Kiki’s eyes popped open, and a second later she exploded with a leap into Brattany’s arms. The two of them started bouncing and hugging and screaming as Beanpole and I rushed to the Circle of Inquiry to give Sofes a giant hug.

Beanpole, however, tripped over her unevenly sized feet on our way to center stage and ate a faceful of wooden floor.

“Oooh,” groaned the audience when they saw how hard she’d fallen.

“Don’t worry, don’t worry, I’m okay.” Beanpole bounced up and turned to me. “Did it leave a mark?”

“Nahhh,” I said, even though there was a cruise ship on her forehead.

“You did it, Sofes. You did it!” Beanpole hugged Sofes like she’d never hugged a friend before. Joy radiated from their faces as if they’d just won a three-hundred-million-dollar lottery.

I rushed to join in the celebration, jumping and screaming and hugging.

“GROVER PARK,

NOT STUPID,

SMART!

GROVER PARK,

NOT STUPID,

SMART!”

“Eat that, Wynston!” Kiki barked. “I mean, how you like me now, girlfriend?” she added, wagging her head at Wynston, really rubbing it in.

“And put some spank on it!” Brattany added as the two of them high-fived.
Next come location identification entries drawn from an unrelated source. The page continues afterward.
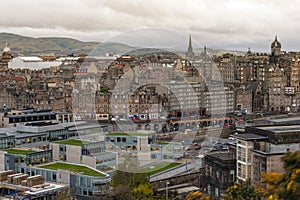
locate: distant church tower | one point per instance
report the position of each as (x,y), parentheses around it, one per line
(275,51)
(190,52)
(6,56)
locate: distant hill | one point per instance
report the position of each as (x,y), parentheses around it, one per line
(23,45)
(58,45)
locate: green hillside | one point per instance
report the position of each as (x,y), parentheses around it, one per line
(57,45)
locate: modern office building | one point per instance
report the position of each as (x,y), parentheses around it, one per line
(78,151)
(17,158)
(84,180)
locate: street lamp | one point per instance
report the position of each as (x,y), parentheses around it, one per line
(167,183)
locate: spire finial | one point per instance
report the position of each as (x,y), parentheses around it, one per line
(190,41)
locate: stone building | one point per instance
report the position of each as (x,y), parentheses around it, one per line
(220,173)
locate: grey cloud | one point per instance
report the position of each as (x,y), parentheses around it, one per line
(228,24)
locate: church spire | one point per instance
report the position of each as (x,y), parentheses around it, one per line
(190,53)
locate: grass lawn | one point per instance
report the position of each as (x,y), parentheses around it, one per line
(126,134)
(73,142)
(76,168)
(19,151)
(160,167)
(163,143)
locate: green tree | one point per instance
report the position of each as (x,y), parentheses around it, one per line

“Double-double nice-nice!”

Just then I realized that for Kiki, the best part of all of this didn’t come from winning; it came from Wynston’s losing.

Pah-thetic.

“Make sure you show your little boo-hoo to the audience, Winnie,” Kiki said as she pointed at one of the television cameras, “’cause donation lines are still open.”

Kiki and Brattany stuck out their tongues and ran to join us in the Circle of Inquiry.

Of course, no streamers fell from the rafters. We got no confetti or balloons or even music. They’d used all that stuff up already. The whole Civic Center was eerily quiet. But did the little Aardvarks care?

Not at all.

“Great job, Sofes!” Kiki exclaimed, ready to smother her in a hug.

“You were awesome,” said Brattany.

Sofes stiffened.

“Get away from me,” she said in a disgusted voice. A cold, heartless glare fell like a shadow across her face. “And don’t touch me, Keeks.” She held up her hand.

Kiki stepped backward, confused. “Huh?”

“Just stay away from me, the two of you,” Sofes told them. “I’m a—” She paused, then looked at Beanpole and me. “I think I’m a Nerd Girl.”

One at a time, Sofes pulled the two fancy green barrettes out of her hair and threw them down on the stage floor.

“Matter of fact,” she said. “I’m positive.”

Sofes turned back to Beanpole and me. “I think I owe you guys an apology.”